With the great races we had so recently having dwindled to a three-to-make-two in the National League, the big story today is the ordering to jail of Mark Fainaru-Wada and Lance Williams, the San Francisco Chronicle writers best known for their reportage on the Bay Area Laboratory Co-Operative (BALCO), its involvement in the distribution of steroids, and the book, Game of Shadows, that was the end product of their investigation into BALCO. The bulk of the Chronicle reportage, which became the impetus for the book, originated with grand-jury testimony illegally leaked to the two reporters.
The Justice Department has determined that to meet its goals of indicting and prosecuting the people they believe to be guilty of perjury and obstruction of justice in the original BALCO case, they need to know who leaked that information to Fainaru-Wada and Williams. The two reporters, citing the principle that a free press requires that reporters be allowed to protect their sources, have refused to testify, which is why they were sentenced yesterday. (The punishment has been suspended pending an appeal.)
The sentencing of Fainaru-Wada and Williams for their silence has brought about a flurry of condemnation from their colleagues in the press. As you would expect, reporters are rallying around the two, citing the principle that reporters can only root out corruption, crime and malfeasance if they have the ability to protect those who would give them information. For some, the freedom of the press not only guarantees the right to publish or broadcast–neither of which has been or will be abridged here–but also the right to use whatever means necessary in gathering information to be published or broadcasted, without repercussion.
Will Carroll expressed his opinion today, falling on the side of those who would consider the rights of reporters paramount. As a reporter, Will has a considerable stake in this case, and I respect his views on the matter.
However, Fainaru-Wada and Williams are asking for exactly what they refused the witnesses to the grand jury. When the men and women were ushered into the room to testify, they did so knowing that the testimony they provided would be sealed, heard and read only by the people in that room. The principle of the sanctity of grand-jury testimony enables the judicial system to prosecute crimes using the exact same tool–the promise of confidentiality–that Fainaru-Wada and Williams used in obtaining the information and publishing it.

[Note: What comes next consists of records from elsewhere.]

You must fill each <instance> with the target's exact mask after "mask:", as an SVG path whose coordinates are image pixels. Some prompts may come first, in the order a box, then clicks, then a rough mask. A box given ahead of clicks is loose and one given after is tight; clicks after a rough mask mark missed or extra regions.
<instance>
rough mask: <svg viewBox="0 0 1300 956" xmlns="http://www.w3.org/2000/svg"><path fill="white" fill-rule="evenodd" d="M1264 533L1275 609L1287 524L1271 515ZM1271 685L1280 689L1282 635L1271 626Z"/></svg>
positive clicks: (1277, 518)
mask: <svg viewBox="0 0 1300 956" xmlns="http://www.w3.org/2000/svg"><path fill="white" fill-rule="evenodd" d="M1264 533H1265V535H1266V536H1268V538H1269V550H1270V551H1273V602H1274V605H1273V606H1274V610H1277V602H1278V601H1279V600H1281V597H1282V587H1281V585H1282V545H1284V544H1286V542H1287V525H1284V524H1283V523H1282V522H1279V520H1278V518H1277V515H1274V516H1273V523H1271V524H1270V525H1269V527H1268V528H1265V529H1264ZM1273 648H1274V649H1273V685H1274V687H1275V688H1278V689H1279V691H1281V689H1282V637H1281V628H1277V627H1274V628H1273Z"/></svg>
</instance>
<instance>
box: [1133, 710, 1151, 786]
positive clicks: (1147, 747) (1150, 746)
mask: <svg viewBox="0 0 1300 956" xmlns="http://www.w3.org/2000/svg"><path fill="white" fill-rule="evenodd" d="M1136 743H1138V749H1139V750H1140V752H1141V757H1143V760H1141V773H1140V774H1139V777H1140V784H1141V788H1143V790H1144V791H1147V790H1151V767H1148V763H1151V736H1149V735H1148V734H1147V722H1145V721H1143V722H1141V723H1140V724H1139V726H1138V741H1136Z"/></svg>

Fainaru-Wada and Williams showed no concern for confidentiality when they wrote front-page articles using the testimony, signed contracts to write a book based on it, made the rounds of talk shows promoting it, and, I’d imagine, when they spend the money they made off of it. Principles have only come into play now that they’re the ones being asked questions in a courtroom.
Understand that these two men had a choice. When they were offered the testimony, it was still not public information. They could have written this:
“In a disturbing blow to jurisprudence, we have been given transcripts of the grand-jury testimony from the government’s investigation into BALCO. It is unnerving to know that the government takes its role in the pursuit of justice so lightly as to offer these documents to the press and expecting that they will be used to embarrass, harass and injure the people’s whose words are contained herein, the people who testified with a promise of confidentiality. The promises of government officials, it appears, are to be taken no more seriously in a courtroom than they are on a campaign trail.
“We will not publish any information in these documents. In fact, we have burned them. The practices of a free press are not inconsistent with the practices of a decent society, even if the practices of its government are.”
The crime was committed when the leaker passed the testimony to the reporters. Let’s be clear about that. Neither of these men has committed a crime. Once the testimony was in their hands, they were legally free to use it in any manner they chose. But they were also free not to use it, to put the principle that grand-jury testimony is sealed above the pursuit of headlines, above the instinct to share all available information with the public, above profit. They were free then to make a principle the backbone of their story. No book deal would have come about, but they would also not be looking at jail time.
The freedoms that we have in this country are broad, but they are not absolute. In the same way that your freedom of speech can’t be used to directly endanger others, and your freedom of action ends when it encroaches mine, the freedom of the press stops at the point where it willfully infringes upon other institutions.
Are we there now? I don’t know. I am not sure if it’s right that Fainaru-Wada and Williams may go to jail for their refusal to testify. The practice of jailing recalcitrant witnesses is ham-fisted, serving more to create martyrs than to induce testimony. I am certain, however, that the sympathy the two now receive is disproportionate to the situation. They profited handsomely from their willingess to shred the protections afforded grand jury witnesses, from their willingness to be the vessel by which more than a dozen people were publicly shamed, to be a tool in the government’s leverage game.
The real victims here are the people who had their agreements with the government violated, who had their testimony revealed. Fainaru-Wada and Williams are responsible for that. Perhaps some of the sympathy for those two could be saved for the people who never got the chance to argue the value of principles with the people who chose to dismiss theirs so readily.